If you think about it, finding similar sets is a general problem: you have a universe of unique items (pixels in the spectrogram), you have many sparse sets of them (spectrograms), and you wish to reduce each set’s dimensionality while preserving pairwise similarity. It’s just like comparing people’s book lists, movie lists, or interests.
The Trick: MinHash
First, we need to define a metric of similarity between two sets. It seems like a natural definition would be: the size of the intersection divided by the size of the union. If both sets are equal, you get 1; if both sets share no common elements, you get 0. It turns out this is called the Jaccard Index.
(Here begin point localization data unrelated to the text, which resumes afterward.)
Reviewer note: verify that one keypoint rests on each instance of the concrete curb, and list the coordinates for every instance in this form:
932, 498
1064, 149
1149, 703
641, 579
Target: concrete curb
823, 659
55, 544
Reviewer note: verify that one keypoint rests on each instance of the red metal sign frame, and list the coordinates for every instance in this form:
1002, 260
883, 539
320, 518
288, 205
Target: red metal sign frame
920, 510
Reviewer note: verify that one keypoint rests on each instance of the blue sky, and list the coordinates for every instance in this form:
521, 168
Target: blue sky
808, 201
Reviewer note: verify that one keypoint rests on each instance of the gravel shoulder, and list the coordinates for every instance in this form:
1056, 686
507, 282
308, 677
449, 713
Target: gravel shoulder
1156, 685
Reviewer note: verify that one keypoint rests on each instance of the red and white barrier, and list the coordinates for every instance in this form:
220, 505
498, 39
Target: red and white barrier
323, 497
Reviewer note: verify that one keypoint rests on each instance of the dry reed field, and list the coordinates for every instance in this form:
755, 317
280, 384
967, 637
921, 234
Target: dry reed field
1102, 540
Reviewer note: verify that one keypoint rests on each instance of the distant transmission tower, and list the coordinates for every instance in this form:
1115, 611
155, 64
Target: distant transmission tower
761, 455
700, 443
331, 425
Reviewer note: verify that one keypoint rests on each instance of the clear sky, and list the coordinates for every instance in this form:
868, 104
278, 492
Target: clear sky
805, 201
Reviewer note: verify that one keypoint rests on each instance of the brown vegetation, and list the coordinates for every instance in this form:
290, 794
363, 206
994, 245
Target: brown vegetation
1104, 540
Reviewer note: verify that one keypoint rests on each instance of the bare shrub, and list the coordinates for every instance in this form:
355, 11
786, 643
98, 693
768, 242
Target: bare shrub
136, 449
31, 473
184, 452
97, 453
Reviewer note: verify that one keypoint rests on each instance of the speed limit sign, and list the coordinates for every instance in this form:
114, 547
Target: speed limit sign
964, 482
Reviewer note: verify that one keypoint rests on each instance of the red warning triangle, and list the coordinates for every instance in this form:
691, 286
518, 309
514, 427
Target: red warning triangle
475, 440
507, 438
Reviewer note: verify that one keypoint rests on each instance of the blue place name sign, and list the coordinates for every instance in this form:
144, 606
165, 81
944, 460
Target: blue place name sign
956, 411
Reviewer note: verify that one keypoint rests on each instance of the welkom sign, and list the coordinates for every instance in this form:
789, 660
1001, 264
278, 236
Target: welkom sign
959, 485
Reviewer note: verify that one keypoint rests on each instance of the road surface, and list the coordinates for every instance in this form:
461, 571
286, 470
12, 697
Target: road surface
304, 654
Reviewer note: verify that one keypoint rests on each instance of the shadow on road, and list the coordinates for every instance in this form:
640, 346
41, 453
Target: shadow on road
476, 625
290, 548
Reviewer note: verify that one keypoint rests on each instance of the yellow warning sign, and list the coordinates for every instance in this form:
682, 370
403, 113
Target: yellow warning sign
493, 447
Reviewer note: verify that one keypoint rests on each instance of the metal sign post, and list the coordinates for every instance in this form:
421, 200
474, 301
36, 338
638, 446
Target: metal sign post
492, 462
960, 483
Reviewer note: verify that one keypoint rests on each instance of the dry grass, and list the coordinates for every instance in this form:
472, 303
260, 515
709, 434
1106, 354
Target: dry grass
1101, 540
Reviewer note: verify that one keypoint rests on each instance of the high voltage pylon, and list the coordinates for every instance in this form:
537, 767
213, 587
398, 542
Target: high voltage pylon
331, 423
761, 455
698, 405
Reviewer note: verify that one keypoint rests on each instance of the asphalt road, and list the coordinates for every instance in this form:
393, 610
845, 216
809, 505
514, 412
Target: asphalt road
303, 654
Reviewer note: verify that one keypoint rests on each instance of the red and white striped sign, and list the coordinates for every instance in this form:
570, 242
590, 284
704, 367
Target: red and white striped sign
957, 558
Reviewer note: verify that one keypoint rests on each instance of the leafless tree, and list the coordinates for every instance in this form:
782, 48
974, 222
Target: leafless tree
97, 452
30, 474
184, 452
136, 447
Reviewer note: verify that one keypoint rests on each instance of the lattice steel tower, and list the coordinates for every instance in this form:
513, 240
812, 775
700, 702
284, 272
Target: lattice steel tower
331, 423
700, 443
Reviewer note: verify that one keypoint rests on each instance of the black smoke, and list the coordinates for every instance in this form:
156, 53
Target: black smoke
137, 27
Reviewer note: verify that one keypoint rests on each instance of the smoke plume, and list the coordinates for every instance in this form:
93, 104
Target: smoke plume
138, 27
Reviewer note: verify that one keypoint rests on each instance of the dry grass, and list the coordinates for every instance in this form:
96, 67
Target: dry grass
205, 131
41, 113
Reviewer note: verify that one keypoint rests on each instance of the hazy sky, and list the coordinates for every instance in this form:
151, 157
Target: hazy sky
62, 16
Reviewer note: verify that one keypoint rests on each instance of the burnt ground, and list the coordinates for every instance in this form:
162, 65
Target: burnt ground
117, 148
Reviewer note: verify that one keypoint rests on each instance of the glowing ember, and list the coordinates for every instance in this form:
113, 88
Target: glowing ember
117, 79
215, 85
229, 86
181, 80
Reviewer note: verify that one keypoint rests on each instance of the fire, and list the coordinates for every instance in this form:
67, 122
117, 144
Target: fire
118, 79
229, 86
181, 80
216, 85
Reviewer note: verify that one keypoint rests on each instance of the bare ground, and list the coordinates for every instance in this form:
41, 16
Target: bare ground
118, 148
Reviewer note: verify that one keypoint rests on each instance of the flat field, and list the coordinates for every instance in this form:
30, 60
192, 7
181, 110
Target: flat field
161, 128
Here’s the interesting part: say you have two n-bit vectors. If you randomly permute both vectors in the same way, and then find the index of the first 1 bit (this is called the MinHash), then the probability that the two indices are equal is exactly equal to their Jaccard Index. Let’s go through a quick example before explaining why this works.
A = 0101 0001 B = 0011 0001 Random permutation 1: abcdefgh becomes -> daefbcgh (1st position -> 2nd position, 2nd -> 5th, etc) A becomes -> 1000 1001, first 1: 1 B becomes -> 1000 0101, first 1: 1, equal to A's Random permutation 2: abcdefgh becomes -> bcadfehg A becomes -> 1001 0010, first 1: 1 B becomes -> 0101 0010, first 1: 2, different from A's
In the above example, the Jaccard Index is 2/4 (intersection / union), which means we should expect the test to return “equal” 50% of the time. So, why is this true?
First, note that matching zeros in both vectors will not affect the result of the test. This is because no matter where they end up after permutation, they will not affect the test result. Therefore, we can safely drop them from the inputs without changing the result.
A drops matching 0s -> 1011 B drops matching 0s -> 0111
After dropping matching zeros, we are left with matching 1s or differing bits. It is now easy to see that the first 1’s index will be equal iff an index with matching 1s is selected as the first digit in the random permutation, hence the probability will be equal to the Jaccard Index.
In a universe of n things, any n-permutation will yield a MinHash function. Now, we just have to precompute a bunch of these functions, and apply them to each bit vector to get the fingerprints. Given a pair of fingerprints, we just have to count the number of matching MinHash outputs to get an estimate of the similarity. One cool observation is that more hashes only gives you more accurate similarity estimates, which means even when the universe becomes larger, or more sets are added, you still don’t really have to linearly scale up the total fingerprint size.
Given the fingerprints, we still have to figure out how to search efficiently, but that’s another complicated subject for another day.